Universal News Service
- Industry: News media, journalism
- Founded: July, 1918
- Fate: Merged with International News Service in August, 1937
- Successor: International News Service
- Headquarters: New York, N.Y., USA
- Key people: William Randolph Hearst; Moses Koenigsberg; Julian N. Gerard; George T. Hargreaves;
- Products: Wire service

= Universal News Service =

U.S.-based news agency

The Universal News Service (Universal Service) was a U.S.-based news agency (newswire) founded by newspaper publisher William Randolph Hearst in 1918.

The Universal News Service was originally established as Universal Service, Inc. to manage the night wire news operations of the International News Service. From the outset, Universal Service aimed to establish a team of renowned journalists and writers based in the United States and around the world. Among the first notable hires were Damon Runyon and Robert W. Ritchie.

In 1918, both the Universal News Service and the International News Service came under the management of King Features Syndicate, which was part of William R. Heart's media organizations and led by Moses Koenigsberg.

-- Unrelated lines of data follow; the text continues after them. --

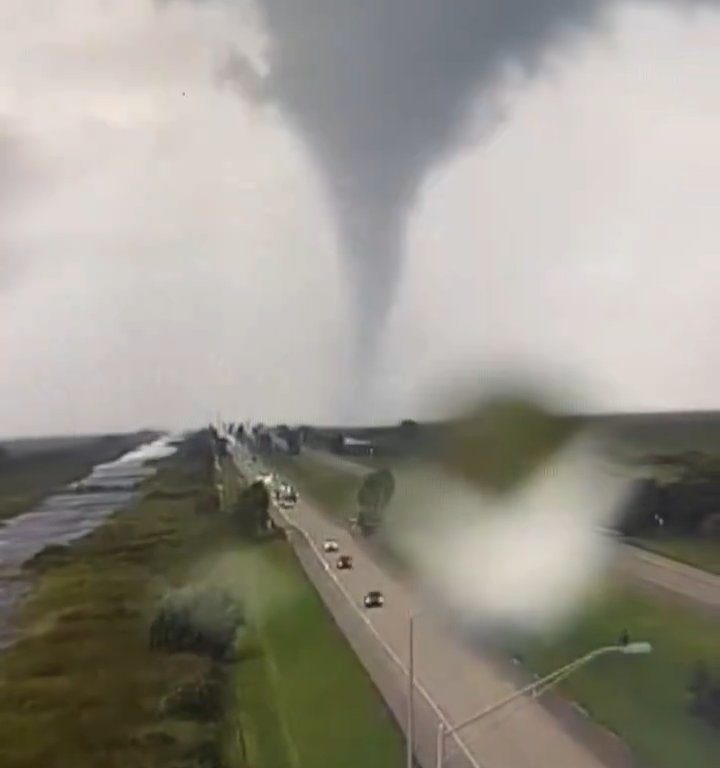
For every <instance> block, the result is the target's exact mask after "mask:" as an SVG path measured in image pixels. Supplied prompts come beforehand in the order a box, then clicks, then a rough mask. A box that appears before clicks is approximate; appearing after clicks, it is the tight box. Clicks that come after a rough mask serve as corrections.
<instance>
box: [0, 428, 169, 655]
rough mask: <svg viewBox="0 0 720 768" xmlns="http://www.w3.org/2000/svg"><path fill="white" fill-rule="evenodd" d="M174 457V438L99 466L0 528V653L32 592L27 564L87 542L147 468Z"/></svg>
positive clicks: (159, 439)
mask: <svg viewBox="0 0 720 768" xmlns="http://www.w3.org/2000/svg"><path fill="white" fill-rule="evenodd" d="M174 452H175V448H174V446H173V445H172V443H171V438H169V437H163V438H160V439H159V440H156V441H154V442H152V443H148V444H146V445H142V446H140V447H139V448H136V449H135V450H133V451H130V452H129V453H126V454H124V455H123V456H121V457H120V458H119V459H116V460H115V461H112V462H109V463H107V464H98V466H96V467H95V468H94V469H93V471H92V472H91V473H90V474H89V475H88V476H87V477H86V478H85V479H83V480H81V481H80V482H77V483H73V484H72V485H70V486H68V487H66V488H64V489H63V490H62V491H60V492H59V493H57V494H55V495H53V496H50V497H49V498H47V499H45V501H43V502H42V503H41V504H39V505H38V506H37V507H35V508H34V509H32V510H30V511H29V512H26V513H25V514H22V515H18V516H17V517H14V518H12V519H11V520H8V521H6V522H5V523H4V524H0V648H2V647H3V646H5V645H7V644H8V642H10V641H11V640H12V627H11V625H10V618H11V616H12V611H13V608H14V606H15V605H16V604H17V602H18V600H19V598H21V597H22V596H23V595H24V594H26V593H27V591H28V590H29V588H30V584H29V581H28V575H27V574H26V573H24V572H23V570H22V566H23V564H24V563H25V562H27V561H28V560H29V559H30V558H31V557H33V556H34V555H36V554H37V553H38V552H40V550H42V549H44V548H45V547H47V546H49V545H51V544H60V545H61V544H68V543H69V542H71V541H73V540H75V539H78V538H80V537H82V536H85V535H86V534H87V533H88V532H90V531H91V530H92V529H93V528H95V527H97V526H98V525H99V524H100V523H102V522H103V520H105V519H106V518H107V517H108V516H109V515H111V514H112V513H113V512H116V511H117V510H118V509H121V508H122V507H124V506H126V505H127V504H129V503H130V502H131V501H132V500H133V499H134V498H135V495H136V493H137V488H138V486H139V485H140V483H141V482H142V481H143V480H144V479H145V478H146V477H149V476H150V475H152V474H154V472H155V468H154V467H152V466H148V465H147V462H148V461H151V460H154V459H160V458H164V457H165V456H170V455H171V454H172V453H174Z"/></svg>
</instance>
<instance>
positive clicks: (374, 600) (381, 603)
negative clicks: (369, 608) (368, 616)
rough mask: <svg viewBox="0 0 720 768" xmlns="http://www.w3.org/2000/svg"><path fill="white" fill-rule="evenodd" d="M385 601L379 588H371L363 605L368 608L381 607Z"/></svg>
mask: <svg viewBox="0 0 720 768" xmlns="http://www.w3.org/2000/svg"><path fill="white" fill-rule="evenodd" d="M384 602H385V598H384V597H383V595H382V592H381V591H380V590H379V589H371V590H370V592H368V593H367V595H365V598H364V599H363V605H364V606H365V607H366V608H380V607H381V606H382V605H383V604H384Z"/></svg>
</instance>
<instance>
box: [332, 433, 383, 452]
mask: <svg viewBox="0 0 720 768" xmlns="http://www.w3.org/2000/svg"><path fill="white" fill-rule="evenodd" d="M338 448H339V449H340V453H345V454H348V455H352V456H373V455H374V453H375V446H374V445H373V443H372V442H371V441H370V440H362V439H360V438H358V437H350V436H349V435H340V440H339V442H338Z"/></svg>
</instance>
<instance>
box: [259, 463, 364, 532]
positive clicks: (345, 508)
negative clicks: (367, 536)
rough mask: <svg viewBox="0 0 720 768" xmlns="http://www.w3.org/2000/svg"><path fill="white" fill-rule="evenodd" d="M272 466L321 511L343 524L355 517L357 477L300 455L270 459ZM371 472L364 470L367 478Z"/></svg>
mask: <svg viewBox="0 0 720 768" xmlns="http://www.w3.org/2000/svg"><path fill="white" fill-rule="evenodd" d="M272 464H273V466H274V467H276V469H277V470H278V471H279V472H280V473H281V474H282V475H283V476H284V477H287V478H288V479H289V480H290V481H291V482H292V483H294V484H295V485H297V487H298V488H299V489H300V492H301V493H303V494H304V495H306V496H308V497H309V498H310V499H312V500H313V501H314V502H315V503H316V504H317V505H318V508H319V509H320V510H321V511H323V512H326V513H328V514H330V515H333V516H335V517H340V518H341V519H343V520H348V519H349V518H351V517H353V515H354V514H355V498H356V495H357V492H358V489H359V488H360V484H361V482H362V478H361V476H358V475H356V474H354V473H352V472H343V471H342V470H341V469H339V467H338V466H336V465H333V466H330V465H327V464H323V463H322V462H320V461H316V460H315V459H311V458H308V457H307V456H303V455H302V454H301V455H300V456H297V457H292V458H289V457H282V456H277V457H273V459H272ZM371 471H372V470H371V469H369V468H368V474H369V473H370V472H371Z"/></svg>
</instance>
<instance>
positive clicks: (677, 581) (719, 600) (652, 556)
mask: <svg viewBox="0 0 720 768" xmlns="http://www.w3.org/2000/svg"><path fill="white" fill-rule="evenodd" d="M615 567H616V569H617V570H618V572H620V573H621V574H622V575H623V576H624V577H625V578H628V579H631V580H633V581H635V582H637V583H639V584H642V585H644V586H646V587H649V588H650V589H653V590H656V591H661V592H664V593H666V594H668V595H670V596H672V597H674V598H676V599H677V600H680V601H682V602H684V603H685V604H687V605H690V606H692V607H695V608H699V609H701V610H703V611H706V612H708V613H710V614H713V615H717V616H720V576H716V575H715V574H713V573H709V572H708V571H702V570H700V569H699V568H692V567H691V566H689V565H685V564H684V563H679V562H677V561H676V560H671V559H670V558H667V557H662V556H661V555H656V554H654V553H652V552H646V551H645V550H643V549H638V548H637V547H631V546H628V545H627V544H619V545H618V552H617V555H616V558H615Z"/></svg>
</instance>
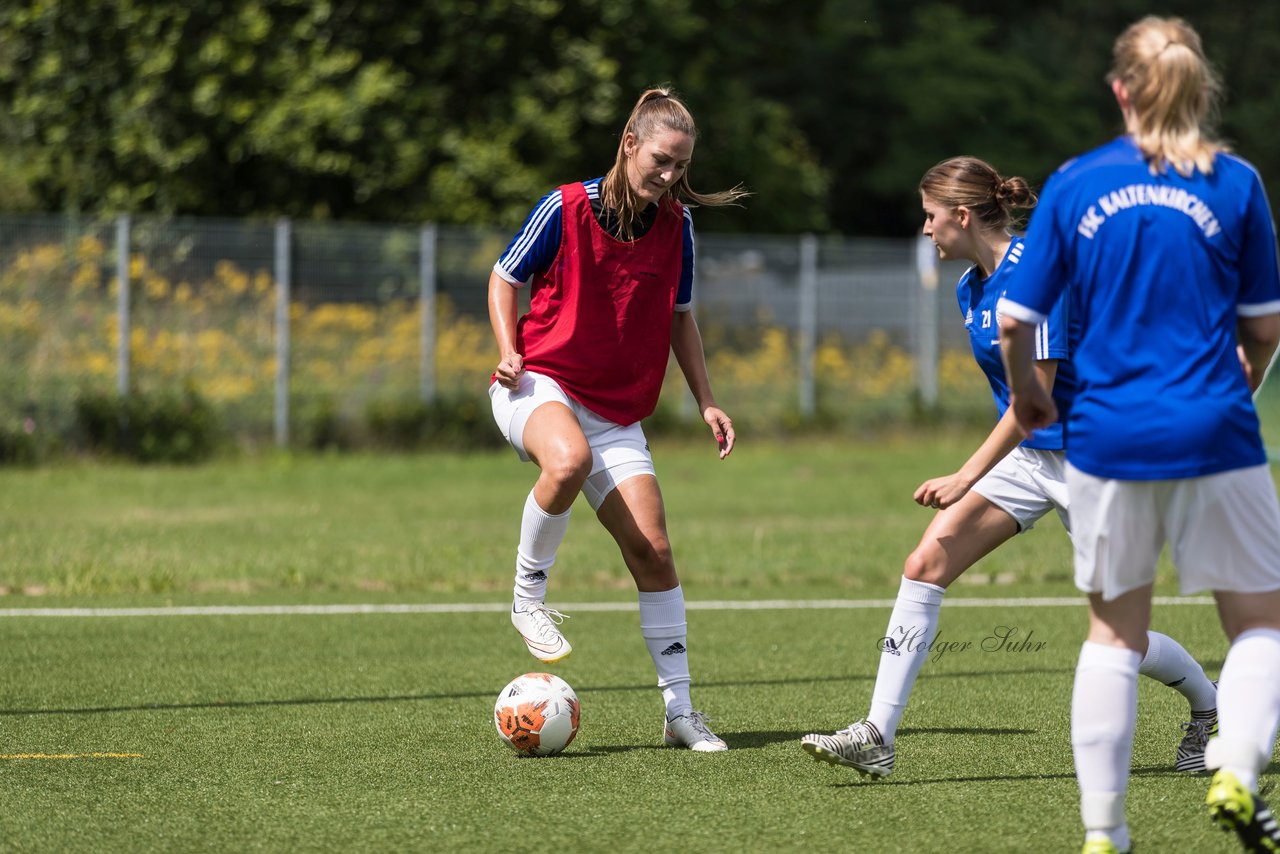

In August 1937, Universal Service was consolidated with the International News Service, thereafter operating on a 24-hour basis.

== History ==

The Universal News Service was established in July 1918, with Julian N. Gerard serving as its president. George T. Hargreaves, who had previously been the news manager for the International News Service, was appointed vice president and general manager. The agency's secretary and treasurer was W. M. Langdon. The Universal News Service was headquartered in the New York World Building.